Small segments of internal mammary arteries were fixed with 4% paraformaldehyde for 2 h, washed with PBS, immersed in PBS 0.1 mol/l + sucrose 30% at 4°C for 3 h and embedded in OCT (OCT-tissue tek, Bayer) for 30 min. Cross sections 7 μm thick were obtained (Cryostat HM500, Microm international GMBH, Dusseldorf), dried at 37°C and washed with PBS + 0.3% Tween-20 (PBS-T). Unspecific binding was blocked by incubating the samples for 1 h in 3% bovine albumin in PBS-T. Cross sections were incubated with mouse monoclonal anti-COX-2 or anti-HO-1 antibodies at 1:100 (BD Transduction Labs., Madrid, Spain) for 1 h at 37°C and after washing, with Alexa-568 goat anti-mouse secondary antibodies (Molecular Probes, USA) at 1:500 for 1 h at 37°C. Confocal microscopy images were by captured using a Leica TCS SP2 inverted microscope (objective = 63×, the excitation and emission wave length were 543 and 603 nm respectively). Semiquantitative measure of COX-2 expression was performed by using the Image J 1.33 software (NIH, USA). Data are presented as fold increase of protein expression with respect to each negative control. COX-2 expression was quantified in the media layer of internal mammary arteries from DP and non-DP by confocal microscopy (n = 34 patients). Analysis of COX-2 intensity was done by two independent researchers and the concordance analyzed with the Intraclass Correlation Coefficient. The value obtained was 0.78, within acceptable range.

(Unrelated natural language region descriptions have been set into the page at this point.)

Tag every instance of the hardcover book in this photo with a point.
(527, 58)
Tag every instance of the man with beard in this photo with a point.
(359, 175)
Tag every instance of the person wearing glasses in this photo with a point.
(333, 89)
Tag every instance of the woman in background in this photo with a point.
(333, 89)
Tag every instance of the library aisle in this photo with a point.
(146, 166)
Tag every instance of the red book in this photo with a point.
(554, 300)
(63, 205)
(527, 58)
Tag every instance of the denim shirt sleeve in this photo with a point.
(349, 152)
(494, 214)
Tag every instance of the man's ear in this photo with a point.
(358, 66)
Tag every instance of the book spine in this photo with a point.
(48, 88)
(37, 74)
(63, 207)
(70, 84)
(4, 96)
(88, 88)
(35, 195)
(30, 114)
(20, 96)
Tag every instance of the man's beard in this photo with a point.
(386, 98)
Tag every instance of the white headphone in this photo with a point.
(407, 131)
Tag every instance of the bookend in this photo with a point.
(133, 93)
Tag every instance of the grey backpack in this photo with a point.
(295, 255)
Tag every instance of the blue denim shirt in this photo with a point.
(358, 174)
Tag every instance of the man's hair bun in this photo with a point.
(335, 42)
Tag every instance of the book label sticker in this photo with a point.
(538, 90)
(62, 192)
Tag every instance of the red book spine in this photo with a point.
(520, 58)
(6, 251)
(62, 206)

Analysis of PGE2 and PGI2 production

Release of PGE2 and PGI2 into the culture medium was determined as an index of COX-2 activity. Vascular smooth muscle cells from DP and non-DP were plated on 24-well plates and allowed to attach for 24 h. Cellular medium was collected and PGE2 and PGI2 concentration analyzed by enzyme immunoassay (for PGE2; Cayman Chemical, MI, USA. For PGI2; Quantikine, R&D System, Madrid, Spain) following the manufacturer’s instructions. Data were expressed as pg PGE2 or PGI2 per mg of total protein.

Statistical analysis

Data are reported as mean and standard error of the mean (SEM) for continuous variables. Comparison and correlation analyses were performed with Student T-test and Pearson coefficient correlation or the correspondent non-parametric tests. Analysis of variance (ANOVA) was used to test for differences in means across treatment groups, and with significant differences a post hoc HSD-Tukey test was used to compare specific treatment groups. Differences with a P value of less than 0.05 were considered statistically significant. Analyses were performed with R version 2.0.1.